SOME WAITERS ARE SO INTRUSIVE that they become Topic A at the table. Others are so invisible, you imagine Casper the Friendly Ghost is the attendant for your meal. And then there are servers like the one I had at Dish + Drinks a few times, capable of juggling multiple tasks with ease and injecting levity into visits.
"I have it on good authority that neither the lamb nor the chicken had a name," he informed a friend and me after we spent a few minutes with the restaurant's short menu. "Not to get too personal," he added after one of us ordered the poultry, "but do you eat your chicken with your fingers or a knife?" On a subsequent visit, the same gentleman served as a walking chamber of commerce for the restaurant, formerly known as just Dish and now in the (mostly) capable hands of chef Peggy Thompson. The pork chop, he claimed, would be "the best you ever had," while the softshell crabs were described in the rat-a-tat style of a radio commentator. "Just in. Tempura. Served with spicy slaw."
Looking for dinner before a performance at the Kennedy Center? An easy place to catch up with a friend? Dish + Drinks in the River Inn is happy to oblige. Renovated last year, the cozy gold-and-green dining room appears to have retained little of what was, save for the sepia-toned canine photographs by William Wegman on the walls and an on-going problem with noise. A communal table now graces the scene, raising its takers a foot or so higher off the ground than customers at surrounding seats. Striped bamboo floors add a chic touch, but I could do without the TV above the bar. (Note to restaurateurs: Some of us don't mind a little silence with our meals.
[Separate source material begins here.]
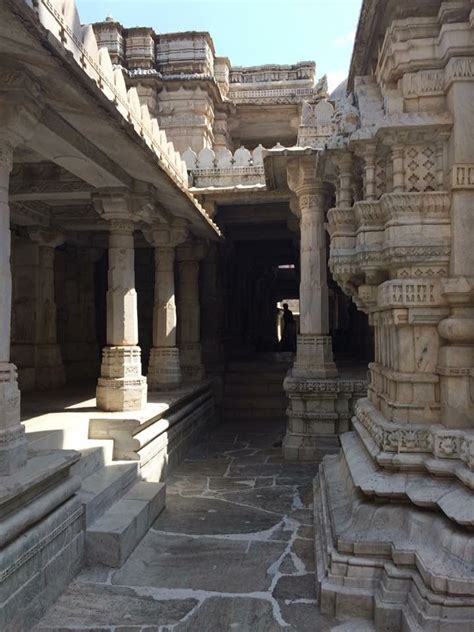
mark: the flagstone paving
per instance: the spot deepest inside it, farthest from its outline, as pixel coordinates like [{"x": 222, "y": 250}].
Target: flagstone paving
[{"x": 233, "y": 551}]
Some of us would prefer not to share dinner with a cast of talking heads.)
Dish was a restaurant that took fun seriously. Previous chefs had us smiling at the sight of buttermilk fried chicken presented with a rolled-up paper napkin (of course diners wanted to eat the bird with their fingers!) and a sweet tribute to boardwalk snacks that brought together funnel cake, caramel corn and house-churned mint ice cream in a waffle cone.
Thompson, a graduate of the L'Academie de Cuisine in Gaithersburg and most recently affiliated with the Georgetown Club, follows in some of her predecessors' footsteps. In winter, her menu included super-crisp taquitos filled with spicy shredded pork, and golden conch fritters arranged on lentils in a martini glass -- ideas that reminded me how far hotel menus have come, and notions that deserve longer play here. More recently, I've encountered a fine little crab cake sporting a crown of light fried onion, and a twist on bruschetta that finds heirloom tomatoes, basil pesto and goat cheese crumbles in a bowl decorated with shards of grilled baguette. That highly touted pork chop is very likely not the best you ever had -- mine was hard to cut -- but the softshell crab yields a little marvel of crunch and sweetness, and its slaw proves equal to its billing. Roast chicken comes with a glossy skin and flattering escorts (a soothing sweet potato gratin and broccoli rabe with some bite when I ordered the entree). Herby lamb chops with a brassy tomato jam can be ordered as a first course or a main dish, a nice nod to mixed appetites.
I'm not a fan of hyper-detailed food descriptions. Brief is generally fine by me. But I was surprised to order shrimp cocktail one lunch and get a version that was fried. The shrimp itself was good, but its side nest of greens and shredded carrots was drenched in a vinaigrette that tasted mostly of soy sauce.
The current dessert menu suffers in comparison with earlier scripts, in part because Heather Chittum, one of the city's better known pastry talents, once helped keep Dish interesting with amusements that included that boardwalk fantasy. (She has since moved to Hook in Georgetown.) The options nowadays run to the unimaginative. In 2008, it's hard to believe a restaurant with any aspirations would serve nothing more adventurous than bread pudding and brownie sundaes.
The concise wine list suits the price points and the flavors of the menu; the bottle average is around $40, and every wine served by the bottle is available by the glass. Unless you're Steve Case, however, you might wish to inquire about the cost of a cocktail before ordering it. I was shocked to be charged $13 for a margarita that was no better than pleasant. At that price, the drink should be served in Baccarat, and the recipient should have island sand beneath his feet. But a deal of a pre-theater meal awaits those who dine on the early side: Monday through Saturday, from 5 to 7 p.m., Dish + Drinks presents three courses for $35. There's something to applaud.
Open: lunch Monday through Friday 11:30 a.m. to 2:30 p.m.; dinner Monday through Thursday 5 to 10 p.m., Friday and Saturday 5 to 11 p.m. Closed Sunday. All major credit cards. Metro: Foggy Bottom-GWU. Valet parking. Entree prices: lunch $15 to $22, dinner $20 to $35.